Having thread-local arrays in cython so that I can resize them?

I have an interval-treeish algorithm I would like to run in parallel for many queries using threads. Problem is that then each thread would need its own array, since I cannot know in advance how many hits there will be.

There are other questions like this, and the solution suggested is always to have an array of size (K, t) where K is output length and t is number of threads. This does not work for me as K might be different for each thread and each thread might need to resize the array to fit all the results it gets.

Pseudocode:

for i in prange(len(starts)):

    qs, qe, qx = starts[i], ends[i], index[i]

    results = t.search(qs, qe)

    if len(results) + nfound < len(output):
        # add result to output
    else:
        # resize array
        # then add results

Solution

An usual pattern is that every thread gets its own container, which is a trade-off between speed/complexity and memory-overhead:

there is no need to lock for access to this container, because only one thread accesses it.
there is much less overhead compared to "own container for every task (i.e. every i-value)".

After the parallel section, the data must be either collected in a final container in a post processing step (which also could happen in parallel) or the subsequent algorithms should be able to handle a collection of containers.

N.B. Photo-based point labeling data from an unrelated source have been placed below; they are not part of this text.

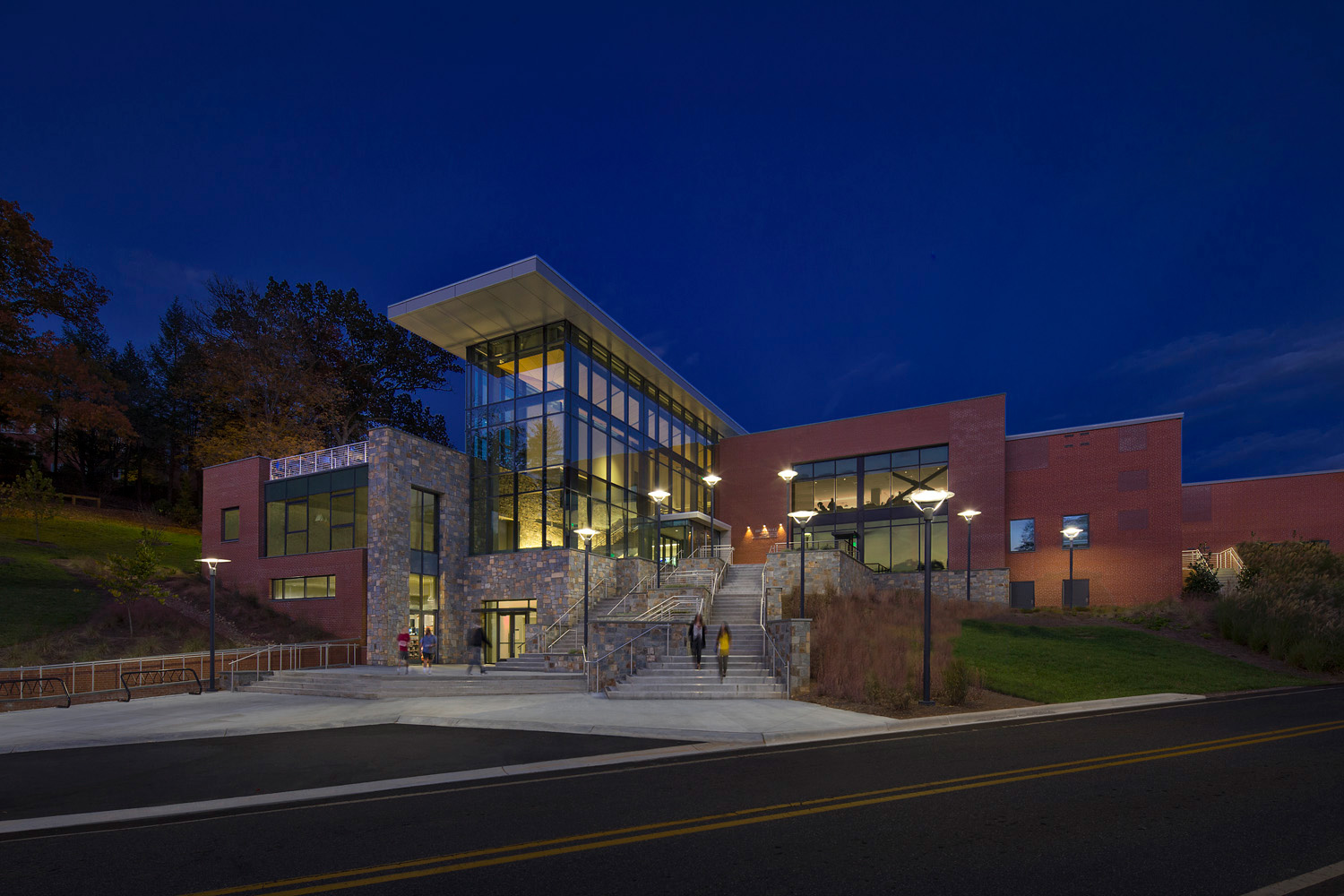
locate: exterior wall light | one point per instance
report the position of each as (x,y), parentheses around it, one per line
(803,519)
(588,548)
(968,516)
(659,497)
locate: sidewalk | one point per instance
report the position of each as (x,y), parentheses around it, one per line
(226,713)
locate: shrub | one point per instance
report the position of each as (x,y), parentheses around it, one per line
(1290,605)
(1202,578)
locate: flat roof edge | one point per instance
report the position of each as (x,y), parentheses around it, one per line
(1253,478)
(1098,426)
(895,410)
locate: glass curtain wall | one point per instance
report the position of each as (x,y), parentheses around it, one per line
(862,500)
(564,435)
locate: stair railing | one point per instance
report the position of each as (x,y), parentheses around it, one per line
(769,651)
(593,675)
(545,641)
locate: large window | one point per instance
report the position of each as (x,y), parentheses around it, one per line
(564,435)
(1021,536)
(862,501)
(303,587)
(322,512)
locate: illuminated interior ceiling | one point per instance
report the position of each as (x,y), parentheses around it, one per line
(527,295)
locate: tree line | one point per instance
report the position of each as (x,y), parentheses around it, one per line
(244,370)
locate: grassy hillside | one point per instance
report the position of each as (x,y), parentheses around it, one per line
(1091,662)
(39,594)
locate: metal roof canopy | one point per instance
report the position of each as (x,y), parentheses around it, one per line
(527,295)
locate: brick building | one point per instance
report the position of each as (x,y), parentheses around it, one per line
(572,424)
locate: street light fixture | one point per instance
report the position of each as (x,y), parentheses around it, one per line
(968,516)
(659,497)
(711,479)
(1072,532)
(927,503)
(211,563)
(803,517)
(588,548)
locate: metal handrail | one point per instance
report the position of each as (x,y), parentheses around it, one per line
(1225,559)
(667,607)
(104,676)
(833,544)
(589,664)
(295,653)
(320,461)
(774,651)
(543,642)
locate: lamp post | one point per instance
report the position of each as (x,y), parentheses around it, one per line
(1072,532)
(211,563)
(588,548)
(927,503)
(711,479)
(803,517)
(659,497)
(968,516)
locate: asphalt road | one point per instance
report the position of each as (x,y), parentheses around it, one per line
(1219,797)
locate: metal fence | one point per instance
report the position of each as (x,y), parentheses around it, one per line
(104,676)
(322,461)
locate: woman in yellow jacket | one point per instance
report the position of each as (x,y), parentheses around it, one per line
(725,643)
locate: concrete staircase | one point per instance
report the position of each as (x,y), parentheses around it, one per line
(675,677)
(386,684)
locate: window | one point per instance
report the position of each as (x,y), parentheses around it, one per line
(1081,521)
(230,525)
(1021,536)
(322,512)
(303,587)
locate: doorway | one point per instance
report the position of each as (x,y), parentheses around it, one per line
(504,625)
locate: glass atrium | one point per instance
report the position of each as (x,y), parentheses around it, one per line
(564,435)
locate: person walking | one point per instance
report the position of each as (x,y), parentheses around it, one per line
(476,642)
(725,645)
(427,643)
(696,635)
(403,649)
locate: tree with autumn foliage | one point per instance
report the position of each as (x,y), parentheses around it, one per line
(58,389)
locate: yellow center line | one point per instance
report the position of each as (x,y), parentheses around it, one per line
(738,818)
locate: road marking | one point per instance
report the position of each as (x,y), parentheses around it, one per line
(780,812)
(1303,882)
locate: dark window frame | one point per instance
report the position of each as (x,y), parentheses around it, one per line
(223,524)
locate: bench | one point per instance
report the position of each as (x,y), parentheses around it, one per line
(156,677)
(13,688)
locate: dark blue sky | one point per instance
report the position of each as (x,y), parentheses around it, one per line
(1104,210)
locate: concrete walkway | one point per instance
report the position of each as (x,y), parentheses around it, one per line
(739,721)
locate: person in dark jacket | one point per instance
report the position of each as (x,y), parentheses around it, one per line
(478,641)
(695,634)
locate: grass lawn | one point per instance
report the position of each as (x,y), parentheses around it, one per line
(1085,662)
(38,597)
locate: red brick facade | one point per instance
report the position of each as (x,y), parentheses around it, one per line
(753,495)
(1277,508)
(239,485)
(1126,479)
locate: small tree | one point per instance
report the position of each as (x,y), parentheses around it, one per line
(1202,578)
(129,579)
(32,495)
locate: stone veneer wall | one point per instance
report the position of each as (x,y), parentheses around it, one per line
(986,586)
(398,461)
(792,640)
(607,637)
(832,571)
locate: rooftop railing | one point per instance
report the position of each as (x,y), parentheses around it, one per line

Here is an example using c++-vector (which already has memory management and increasing size built-in):

%%cython -+ -c=/openmp --link-args=/openmp

from cython.parallel import prange, threadid
from libcpp.vector cimport vector
cimport openmp

def calc_in_parallel(N):    
    cdef int i,k,tid
    cdef int n = N
    cdef vector[vector[int]] vecs
    # every thread gets its own container
    vecs.resize(openmp.omp_get_max_threads())
    for i in prange(n, nogil=True):  
        tid = threadid()
        for k in range(i):
            # use container of the thread
            vecs[tid].push_back(k) # dummy for calculation

    return vecs

Using omp_get_max_threads() for the number of threads will overestimate the real number of threads in many cases. It is probably more robust to set the number of threads explicitly in prange, i.e.

...
NUM_THREADS = 2
vecs.resize(NUM_THREADS)
for i in prange(n, nogil=True, num_threads = NUM_THREADS): 
...

A similar approach can be applied using pure C, but more boiler plate code (memory management) will be needed in this case.